Boreale ci ha gentilmente concesso un’intervista.

“622” è il tuo EP d’esordio, di che cosa si tratta?

622 sono i giorni che sono passati, contati uno ad uno, dall’uscita del primo singolo all’uscita di questo disco. Sono cambiate molte cose nella mia vita e ho provato a raccontarle tutte in maniera molto più leggera rispetto magari a come le avrei potute raccontare in passato.

Cosa vuoi comunicare a chi ti ascolta con questo lavoro?

Come dicevo in questo disco ho provato a raccontare le mie storie in maniera molto più leggera rispetto al passato e ho provato anche a raccontare le mie storie sentimentali negative e positive, provando alcune volte a dare anche dei consigli 😀 sperando qualcuno possa ricavarne qualcosa di buono.

Si tratta di un progetto a tratti solare e a tratti più intimo, che tipo di caratterizzazione dà questo aspetto all’EP?

Le sonorità che troviamo all’interno di 622 portano proprio in queste due direzioni. Le chitarre acustiche fanno da base a tutti e cinque i brani mentre si alternano strumenti come violini, trombe, chitarre funky ed elementi più retrò, fino a raggiungere atmosfere più attuali con l’utilizzo di strumenti elettronici e suoni più ricercati.

Come ti sei avvicinato al mondo della musica?

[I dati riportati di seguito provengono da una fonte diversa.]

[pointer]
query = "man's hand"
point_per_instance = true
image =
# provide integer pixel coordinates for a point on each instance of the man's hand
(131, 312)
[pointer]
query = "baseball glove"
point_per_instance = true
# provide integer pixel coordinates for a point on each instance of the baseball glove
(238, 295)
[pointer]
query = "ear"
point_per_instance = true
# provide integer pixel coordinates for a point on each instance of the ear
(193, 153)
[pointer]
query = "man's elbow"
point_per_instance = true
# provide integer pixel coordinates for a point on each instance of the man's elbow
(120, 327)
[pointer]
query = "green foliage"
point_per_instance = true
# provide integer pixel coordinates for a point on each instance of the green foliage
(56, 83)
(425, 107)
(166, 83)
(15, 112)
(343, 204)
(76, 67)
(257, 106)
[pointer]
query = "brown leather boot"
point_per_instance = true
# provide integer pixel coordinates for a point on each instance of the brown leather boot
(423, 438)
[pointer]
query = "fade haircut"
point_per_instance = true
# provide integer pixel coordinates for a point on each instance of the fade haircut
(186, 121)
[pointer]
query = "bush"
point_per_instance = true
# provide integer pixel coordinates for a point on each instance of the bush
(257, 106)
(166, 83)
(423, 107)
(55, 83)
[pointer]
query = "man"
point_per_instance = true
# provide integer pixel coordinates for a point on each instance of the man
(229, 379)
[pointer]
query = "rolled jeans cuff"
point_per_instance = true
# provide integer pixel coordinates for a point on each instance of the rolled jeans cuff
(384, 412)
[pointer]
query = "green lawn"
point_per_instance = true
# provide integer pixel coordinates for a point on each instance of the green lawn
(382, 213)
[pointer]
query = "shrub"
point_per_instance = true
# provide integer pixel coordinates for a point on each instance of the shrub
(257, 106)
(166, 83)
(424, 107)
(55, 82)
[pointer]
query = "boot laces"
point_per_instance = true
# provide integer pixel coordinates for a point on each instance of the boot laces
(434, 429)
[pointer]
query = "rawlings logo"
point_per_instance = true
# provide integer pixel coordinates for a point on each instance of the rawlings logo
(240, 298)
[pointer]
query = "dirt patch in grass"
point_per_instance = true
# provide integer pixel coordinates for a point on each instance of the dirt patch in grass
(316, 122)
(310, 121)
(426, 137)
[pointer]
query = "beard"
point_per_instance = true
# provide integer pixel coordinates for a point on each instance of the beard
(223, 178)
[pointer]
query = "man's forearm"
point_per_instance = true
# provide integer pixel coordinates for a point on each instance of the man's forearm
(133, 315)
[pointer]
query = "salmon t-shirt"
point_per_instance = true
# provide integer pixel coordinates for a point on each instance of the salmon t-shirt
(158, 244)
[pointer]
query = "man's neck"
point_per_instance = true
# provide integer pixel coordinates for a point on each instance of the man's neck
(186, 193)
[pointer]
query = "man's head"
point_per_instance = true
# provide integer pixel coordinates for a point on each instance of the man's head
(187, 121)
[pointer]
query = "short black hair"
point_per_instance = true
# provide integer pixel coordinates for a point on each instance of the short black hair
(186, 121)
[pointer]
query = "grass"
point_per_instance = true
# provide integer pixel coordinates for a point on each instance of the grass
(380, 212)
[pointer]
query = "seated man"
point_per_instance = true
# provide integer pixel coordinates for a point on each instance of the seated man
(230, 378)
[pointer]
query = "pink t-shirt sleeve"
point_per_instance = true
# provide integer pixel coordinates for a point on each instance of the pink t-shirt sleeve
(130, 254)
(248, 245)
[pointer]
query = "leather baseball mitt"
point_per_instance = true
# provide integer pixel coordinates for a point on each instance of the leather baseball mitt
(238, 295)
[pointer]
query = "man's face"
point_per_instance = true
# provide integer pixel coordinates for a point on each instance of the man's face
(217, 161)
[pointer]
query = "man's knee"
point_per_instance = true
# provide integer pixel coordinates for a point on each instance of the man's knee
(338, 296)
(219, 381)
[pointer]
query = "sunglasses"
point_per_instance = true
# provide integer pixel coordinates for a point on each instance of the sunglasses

All’età di 10 anni ho iniziato prendendo lezioni di pianoforte, l’insegnante mi disse che avevo una bella voce e che avrei potuto studiare canto, dal pianoforte poi passai alla chitarra e da lì più o meno è iniziato tutto. Le mie primissime canzoni hanno preso forma proprio grazie alla chitarra, cantavo Ligabue, Vasco Rossi, Lucio Dalla, Antonello Venditti, Battisti e tanti altri.